Loss of smell and taste have been demonstrated to persist beyond resolution of the infectious phase of COVID-19 [32]. In light of evidence from the clinical course of smell loss from other viruses, smell loss after COVID-19 could persist for two or more years [33, 34]. Arguably, our study follow-up window still only represents a relatively short-term observation and it is reasonable to predict that a number of participants will have further recovered their sense of smell and taste over additional weeks. Nevertheless, loss of smell and taste undoubtedly constitute a manifestation of long-COVID, which may result in significant psychological morbidity and adversely impact quality of life of the subset of patients with long-term unresolved smell and taste loss [8, 16, 35]. Given the limitations in accuracy and accessibility to testing during particularly the earlier phases of the pandemic, further patient populations may present with olfactory and gustatory impairment and features of long-COVID, indicative of previous COVID-19 infections. Of note, current proposed diagnostic criteria for long-COVID or chronic COVID-19 do not necessitate a positive test at time of symptom onset. The magnitude of the pandemic and the potential for SARS-CoV-2 to cause long-term smell and/or taste loss in relatively small cohorts therefore suggest that the overall prevalence of long-COVID with smell loss within the general population will be considerable [5, 9].
It will be vital to develop a better understanding of the pathophysiology causing smell loss as well as the physiological processes driving smell recovery, in order to facilitate development of effective treatments for smell loss.

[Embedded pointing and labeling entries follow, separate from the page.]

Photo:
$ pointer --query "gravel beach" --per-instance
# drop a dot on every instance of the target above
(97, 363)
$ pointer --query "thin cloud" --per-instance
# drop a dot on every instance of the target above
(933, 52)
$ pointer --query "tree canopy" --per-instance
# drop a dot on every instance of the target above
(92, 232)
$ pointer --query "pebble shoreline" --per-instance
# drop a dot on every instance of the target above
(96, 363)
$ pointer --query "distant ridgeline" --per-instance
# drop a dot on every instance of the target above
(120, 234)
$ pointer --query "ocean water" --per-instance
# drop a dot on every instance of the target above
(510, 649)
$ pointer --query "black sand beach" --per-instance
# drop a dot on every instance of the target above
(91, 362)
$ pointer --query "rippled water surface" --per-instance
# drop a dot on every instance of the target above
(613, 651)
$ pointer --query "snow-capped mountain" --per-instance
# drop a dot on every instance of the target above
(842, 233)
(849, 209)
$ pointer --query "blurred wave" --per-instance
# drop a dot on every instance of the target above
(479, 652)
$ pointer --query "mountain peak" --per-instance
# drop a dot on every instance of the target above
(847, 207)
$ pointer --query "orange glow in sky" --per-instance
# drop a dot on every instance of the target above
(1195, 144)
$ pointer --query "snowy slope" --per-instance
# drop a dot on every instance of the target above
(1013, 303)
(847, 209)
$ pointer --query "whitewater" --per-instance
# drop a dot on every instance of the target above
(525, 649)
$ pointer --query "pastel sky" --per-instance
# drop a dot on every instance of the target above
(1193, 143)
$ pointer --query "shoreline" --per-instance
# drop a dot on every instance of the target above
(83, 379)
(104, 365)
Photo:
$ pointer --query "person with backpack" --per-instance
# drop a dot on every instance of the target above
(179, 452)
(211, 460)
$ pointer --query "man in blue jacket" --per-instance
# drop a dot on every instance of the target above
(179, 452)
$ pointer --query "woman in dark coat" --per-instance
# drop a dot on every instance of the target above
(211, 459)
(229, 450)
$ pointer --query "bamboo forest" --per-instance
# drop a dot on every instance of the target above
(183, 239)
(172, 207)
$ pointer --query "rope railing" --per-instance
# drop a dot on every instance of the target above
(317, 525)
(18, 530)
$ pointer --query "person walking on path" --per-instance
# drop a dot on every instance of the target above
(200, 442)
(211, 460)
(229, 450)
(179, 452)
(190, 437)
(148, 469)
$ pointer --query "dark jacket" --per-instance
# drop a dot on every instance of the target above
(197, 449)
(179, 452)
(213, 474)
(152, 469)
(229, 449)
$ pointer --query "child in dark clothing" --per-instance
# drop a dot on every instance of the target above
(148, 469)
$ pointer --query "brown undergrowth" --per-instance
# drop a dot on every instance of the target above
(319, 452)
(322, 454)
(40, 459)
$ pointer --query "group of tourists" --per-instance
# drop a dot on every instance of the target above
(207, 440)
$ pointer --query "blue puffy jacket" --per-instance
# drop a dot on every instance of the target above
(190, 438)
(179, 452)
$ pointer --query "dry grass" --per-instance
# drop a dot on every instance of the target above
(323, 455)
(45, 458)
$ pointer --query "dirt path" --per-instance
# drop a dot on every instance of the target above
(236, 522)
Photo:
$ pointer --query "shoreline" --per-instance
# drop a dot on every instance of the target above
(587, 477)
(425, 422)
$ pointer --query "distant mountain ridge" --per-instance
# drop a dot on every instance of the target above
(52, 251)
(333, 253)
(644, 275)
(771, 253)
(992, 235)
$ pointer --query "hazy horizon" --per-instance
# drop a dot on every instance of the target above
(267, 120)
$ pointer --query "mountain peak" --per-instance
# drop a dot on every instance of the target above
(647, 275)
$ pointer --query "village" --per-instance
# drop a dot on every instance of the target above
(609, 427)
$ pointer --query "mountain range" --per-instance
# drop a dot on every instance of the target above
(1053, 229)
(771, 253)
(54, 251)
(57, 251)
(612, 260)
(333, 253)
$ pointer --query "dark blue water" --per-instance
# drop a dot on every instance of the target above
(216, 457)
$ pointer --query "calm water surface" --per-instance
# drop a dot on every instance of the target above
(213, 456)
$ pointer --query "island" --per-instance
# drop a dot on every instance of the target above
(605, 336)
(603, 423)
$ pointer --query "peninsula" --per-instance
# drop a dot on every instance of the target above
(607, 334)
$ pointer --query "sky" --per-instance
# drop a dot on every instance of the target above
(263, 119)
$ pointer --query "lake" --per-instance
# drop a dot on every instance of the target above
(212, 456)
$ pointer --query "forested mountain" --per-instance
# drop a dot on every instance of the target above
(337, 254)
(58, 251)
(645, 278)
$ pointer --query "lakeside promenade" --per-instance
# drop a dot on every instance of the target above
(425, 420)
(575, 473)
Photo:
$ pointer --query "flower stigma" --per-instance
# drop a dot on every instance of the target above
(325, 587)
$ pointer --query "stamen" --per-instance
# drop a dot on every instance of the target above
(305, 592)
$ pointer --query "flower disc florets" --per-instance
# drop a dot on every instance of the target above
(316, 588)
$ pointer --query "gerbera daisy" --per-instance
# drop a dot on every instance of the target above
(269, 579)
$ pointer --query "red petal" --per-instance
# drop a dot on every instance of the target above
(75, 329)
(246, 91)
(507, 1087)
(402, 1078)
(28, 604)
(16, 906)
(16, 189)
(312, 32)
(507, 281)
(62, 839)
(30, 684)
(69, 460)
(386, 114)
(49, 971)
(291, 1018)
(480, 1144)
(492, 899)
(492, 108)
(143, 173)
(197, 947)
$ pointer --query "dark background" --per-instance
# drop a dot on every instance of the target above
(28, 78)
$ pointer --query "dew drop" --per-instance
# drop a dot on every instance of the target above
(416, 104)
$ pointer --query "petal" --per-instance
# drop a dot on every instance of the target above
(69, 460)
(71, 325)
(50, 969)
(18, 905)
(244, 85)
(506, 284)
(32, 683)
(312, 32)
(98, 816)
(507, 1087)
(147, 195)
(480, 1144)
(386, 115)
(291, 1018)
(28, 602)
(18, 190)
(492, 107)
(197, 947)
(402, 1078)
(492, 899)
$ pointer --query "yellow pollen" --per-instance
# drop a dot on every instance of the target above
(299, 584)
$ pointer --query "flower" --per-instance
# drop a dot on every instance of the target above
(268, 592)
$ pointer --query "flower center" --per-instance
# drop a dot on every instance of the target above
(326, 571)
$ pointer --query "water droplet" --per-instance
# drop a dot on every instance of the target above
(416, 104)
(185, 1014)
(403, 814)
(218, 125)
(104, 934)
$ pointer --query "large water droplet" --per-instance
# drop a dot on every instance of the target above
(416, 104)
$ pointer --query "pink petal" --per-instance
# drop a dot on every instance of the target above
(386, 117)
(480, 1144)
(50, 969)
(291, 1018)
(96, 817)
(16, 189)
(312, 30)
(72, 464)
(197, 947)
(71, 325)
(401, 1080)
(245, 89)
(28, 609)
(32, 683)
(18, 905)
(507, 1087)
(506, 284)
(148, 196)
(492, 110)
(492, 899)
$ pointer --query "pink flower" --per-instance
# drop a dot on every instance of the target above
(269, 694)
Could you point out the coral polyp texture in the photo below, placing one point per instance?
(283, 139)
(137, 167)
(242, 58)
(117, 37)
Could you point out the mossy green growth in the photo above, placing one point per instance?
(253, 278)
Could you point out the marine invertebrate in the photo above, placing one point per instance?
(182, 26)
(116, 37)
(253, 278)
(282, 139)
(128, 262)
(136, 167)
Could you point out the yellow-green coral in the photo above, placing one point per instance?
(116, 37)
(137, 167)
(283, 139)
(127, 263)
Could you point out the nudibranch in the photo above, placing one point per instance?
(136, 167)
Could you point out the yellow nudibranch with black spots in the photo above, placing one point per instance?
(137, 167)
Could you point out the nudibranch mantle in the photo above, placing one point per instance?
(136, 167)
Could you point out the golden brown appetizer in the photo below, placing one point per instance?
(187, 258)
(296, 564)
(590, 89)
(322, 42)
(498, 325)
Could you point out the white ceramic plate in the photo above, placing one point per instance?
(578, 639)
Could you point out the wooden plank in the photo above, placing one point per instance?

Angiotensin-converting enzyme-2 receptors (ACE-2) present on olfactory epithelial cells and neuropilin-1 receptors (NRP1), abundant on all olfactory cell lines, are known entry routes for SARS-CoV-2 and damage to these cells have been proposed as potential mechanisms for smell loss [36,37,38]. Viral entry via NRP1 could result in direct damage to olfactory sensory neurons [36]. Furthermore, the distribution of these two receptors may form a plausible explanation for the spectrum of smell loss, with mild and typically short-lived smell loss from ACE-2 invasion versus more longstanding smell loss via NRP1 mediated sensory neuronal damage, following COVID-19. Therapeutic strategies including olfactory rehabilitation and corticosteroids are already in use to aid recovery of smell function following COVID-19, with further therapeutic strategies in clinical trials [14, 15]. With emerging treatments for COVID-19 related anosmia and the high predicted prevalence of long covid with long-standing smell loss, identifying those at risk of long-COVID with smell loss will be key. We highlight female sex (and increasing age within female cohorts) as well as the presence of parosmia as key risk factors for a prolonged clinical course of COVID-19 related smell loss.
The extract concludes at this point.